Janelle Monae “The Electric Lady” Review: A Worthy Title

(Photo credit: www.billboard.com)

Janelle Monae’s groovy and commanding second album further cements her as a modern R&B legend.

Although the album has a phenomenal structure, its placement is surely not the reason why “Givin Em What They Love” stands as the album’s first real song. On only her second album, Monae scored a guest spot from one of the biggest names in pop R&B music history: Prince. And starting an album with a guest spot from Prince delivers a commanding message: Monae is a force to be reckoned with. Indeed, this album proves that, with a number of great and varied tracks, some very high-energy.

The album’s 19 tracks is a little deceiving, because it is structured in a way that has two different sets of interludes. One storyline is two instrumental tracks, the opener “Suite IV Electric Overture,” and its catchy and energetic sequel ten songs later. The other storyline comes in the form of three interludes, tracks 5, 8 and 14, following a radio DJ taking callers on various, futuristic discussions of sex. These interludes, though mostly coming too early, provide nice breaks from the standard R&B tracks, and help balance the basis for the album’s futuristic and provocative nature.

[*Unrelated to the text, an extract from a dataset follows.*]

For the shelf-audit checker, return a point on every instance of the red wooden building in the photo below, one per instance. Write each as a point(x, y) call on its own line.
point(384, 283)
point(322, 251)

There’s no one thing to focus on when listening to this album. It’s easy to ignore the lyrics and get lost in the music, and vice versa. This might actually be a balance issue, as the the album is meant to be listened to as one whole package. But every aspect is great individually – Monae’s voice is sharp and strong, as are the guest spots from Prince, Erykah Badu, Miguel, Solange and Esperanza Spalding. Musically, the tracks find just right points to switch tempos. The ballads are powerful, as are the quick and club-ready songs. The album has an hour-plus length, but is perhaps the only lengthy album this year not to get too bogged down in ideas (only Wale’s “The Gifted” comes to mind). And Monae’s lyrics are both personal and threatening, the combination of which ask for the rightful praise she is receiving. Monae is a new force, an although “The Electric Lady” goes on for just a bit too long, it is a full combination of working parts and a largely memorable album.